Les deux responsables ont mis en avant les progrès réalisés avec la Force de suppression des gangs (GSF), annonce Ramdin dans une publication sur X mercredi 11 mars 2026. Ils ont également souligné le soutien technique, financier et administratif apporté par l’OEA aux autorités haïtiennes.
Ces déclarations suscitent des interrogations dans un pays où l’insécurité reste omniprésente. Malgré les annonces répétées et les initiatives internationales, de larges zones demeurent sous l’influence de groupes armés.
Les promesses de progrès et de préparation d’élections apparaissent pour certains observateurs comme des engagements encore éloignés de la réalité quotidienne. La population continue d’attendre des résultats tangibles sur le terrain.

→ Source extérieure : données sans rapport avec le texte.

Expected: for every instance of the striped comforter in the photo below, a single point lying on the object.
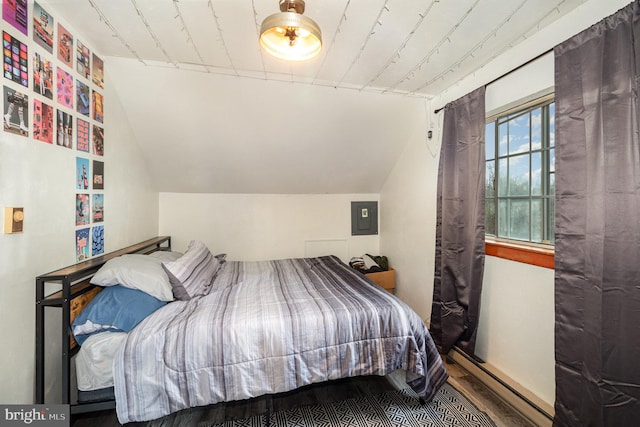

Dans ce contexte, les déclarations de Ramdin et de Fils-Aimé sont perçues par des analystes comme des discours diplomatiques qui peinent à se traduire par des changements visibles. L’écart entre les annonces internationales et la situation réelle en Haïti alimente le scepticisme.
Alors que les autorités évoquent l’organisation d’élections et le rétablissement de la sécurité, plusieurs voix rappellent que ces objectifs dépendront avant tout d’améliorations concrètes dans la gestion de la crise sécuritaire. Pour beaucoup d’Haïtiens, la priorité reste la capacité de l’État à reprendre le contrôle du territoire.